Jessie Scott, our Urban Connections representative in Boston, show kids just how much nature is in their urban neighborhood.  Photo courtesy of WGBH Educational Foundation.

Do forests matter to city dwellers? The short answer is a resounding “Yes!” The Forest Service’s Urban Connections program exists to deliver a longer, more nuanced answer reflecting the diversity of interests and needs of the city dwellers themselves.
Urban Connections, an outreach program of the National Forest System’s Eastern Region working with the Northern Research Station and the Northeastern Area State and Private Forestry, is familiarizing residents of Boston, Chicago, Detroit, Milwaukee, and the twin cities of Minneapolis/St. Paul with the forests in their backyards. In 2014, Urban Connections had 31 partnership agreements leveraging more than $2.5 million for outreach programs that connected nearly 4 million urban residents to local green spaces and the nation’s forests.

“Trees and forests are important to so many people and so many organizations,” said Jessie Scott, who staffs the Urban Connections office in Boston. “Urban Connections does what the Forest Service has a long tradition of doing in rural areas – forging partnerships that amplify a natural resource message that is relevant to the audience, whether that audience is students or educators or residents of any age who are interested in the impact they have on their landscape.”     

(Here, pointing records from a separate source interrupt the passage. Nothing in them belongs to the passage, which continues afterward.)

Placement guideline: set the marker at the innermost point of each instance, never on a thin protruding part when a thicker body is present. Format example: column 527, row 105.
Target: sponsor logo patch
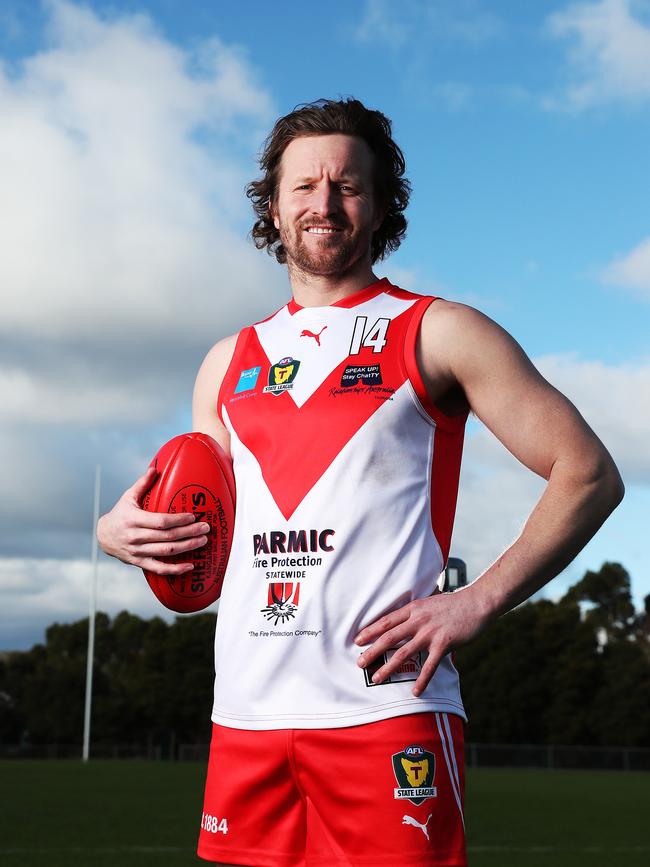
column 364, row 374
column 247, row 379
column 282, row 375
column 414, row 770
column 316, row 335
column 408, row 670
column 282, row 604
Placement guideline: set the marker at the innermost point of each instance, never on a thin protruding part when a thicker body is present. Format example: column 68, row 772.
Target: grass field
column 137, row 814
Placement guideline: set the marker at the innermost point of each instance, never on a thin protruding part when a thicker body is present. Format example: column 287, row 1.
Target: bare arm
column 463, row 351
column 140, row 538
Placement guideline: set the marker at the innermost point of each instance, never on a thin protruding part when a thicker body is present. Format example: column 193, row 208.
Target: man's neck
column 317, row 290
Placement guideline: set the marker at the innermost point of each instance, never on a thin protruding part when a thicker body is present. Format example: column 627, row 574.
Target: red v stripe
column 294, row 445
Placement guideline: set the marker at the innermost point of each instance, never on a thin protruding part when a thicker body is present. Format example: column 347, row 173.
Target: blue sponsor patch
column 247, row 379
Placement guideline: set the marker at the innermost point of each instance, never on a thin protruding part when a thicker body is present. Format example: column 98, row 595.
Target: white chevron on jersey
column 281, row 337
column 346, row 487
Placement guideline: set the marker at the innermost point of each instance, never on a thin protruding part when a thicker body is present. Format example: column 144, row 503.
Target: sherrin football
column 194, row 475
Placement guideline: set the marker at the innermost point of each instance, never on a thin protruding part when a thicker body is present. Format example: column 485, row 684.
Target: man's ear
column 274, row 215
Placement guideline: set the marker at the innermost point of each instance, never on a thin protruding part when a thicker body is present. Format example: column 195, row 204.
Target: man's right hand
column 138, row 537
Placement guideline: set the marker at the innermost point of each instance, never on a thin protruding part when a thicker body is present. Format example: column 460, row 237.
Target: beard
column 336, row 253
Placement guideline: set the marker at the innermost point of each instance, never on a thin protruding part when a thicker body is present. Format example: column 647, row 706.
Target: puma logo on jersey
column 307, row 333
column 409, row 820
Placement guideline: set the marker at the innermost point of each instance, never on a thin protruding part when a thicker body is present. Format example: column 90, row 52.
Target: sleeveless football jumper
column 347, row 478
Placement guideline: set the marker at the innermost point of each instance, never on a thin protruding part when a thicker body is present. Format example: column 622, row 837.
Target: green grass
column 136, row 814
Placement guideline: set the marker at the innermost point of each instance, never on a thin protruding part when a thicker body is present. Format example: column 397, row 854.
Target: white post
column 91, row 620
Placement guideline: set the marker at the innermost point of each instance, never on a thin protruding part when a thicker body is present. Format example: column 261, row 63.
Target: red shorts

The region encompassing the Northeast and Upper Midwest is the nation’s most densely forested and most densely populated area, which creates unique opportunities. Urban Connections staff members participate in activities reflecting a variety of themes and purposes, such as communicating the value of nature and connecting people with public land, exploring Forest Service career opportunities, urban tree planting, and connecting environmental educators with professional development opportunities.